The Turkish civil aviation authority gave no reason for the ban. It has yet to respond to a request for comment filed by RFE/RL’s Armenian Service.
Stepan Payaslian, a senior official from the Armenian government’s Civil Aviation Committee, said on Wednesday that FlyOne Armenia appealed to it for help.
He said the committee could not directly contact the authorities in Ankara because of the absence of diplomatic relations between Armenia and Turkey. It therefore forwarded the airline’s request to the Armenian ministries of foreign affairs and infrastructures as well as the International Civil Aviation Organization (ICAO), added Payaslian.
“We have not yet received a reply,” Payaslian told RFE/RL’s Armenian Service.
The official said that the Turkish ban is “incomprehensible” given the fact that FlyOne Armenia is still allowed to fly to Istanbul.
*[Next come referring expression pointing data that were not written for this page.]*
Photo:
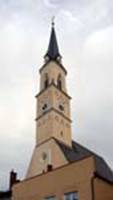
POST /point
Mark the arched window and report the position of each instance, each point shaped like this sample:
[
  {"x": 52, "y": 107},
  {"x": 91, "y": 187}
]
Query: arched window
[
  {"x": 46, "y": 82},
  {"x": 59, "y": 82}
]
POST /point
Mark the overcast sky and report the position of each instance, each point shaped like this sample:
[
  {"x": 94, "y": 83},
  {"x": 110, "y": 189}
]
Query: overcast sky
[{"x": 85, "y": 35}]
FlyOne Armenia and a private Turkish carrier launched Yerevan-Istanbul flights in February following the start of Turkish-Armenian negotiations on normalizing relations between the two neighboring states. Turkish officials touted that as a major step towards the normalization.
Turkey had banned all Armenian aircraft from its airspace in September 2020 three weeks before the outbreak of the Armenian-Azerbaijani war over Nagorno-Karabakh. Although Armenia did not retaliate against the move, Turkish planes reportedly stopped flying over Armenia during the six-week war.
FlyOne Armenia was set up last year by Armenian and Moldovan investors. According to Armenian media reports, it is controlled by individuals linked to Khachatur Sukiasian, a wealthy businessman and lawmaker representing Armenia’s ruling Civil Contract party.
Sukiasian has been a vocal advocate of Armenia’s rapprochement with Turkey and Azerbaijan.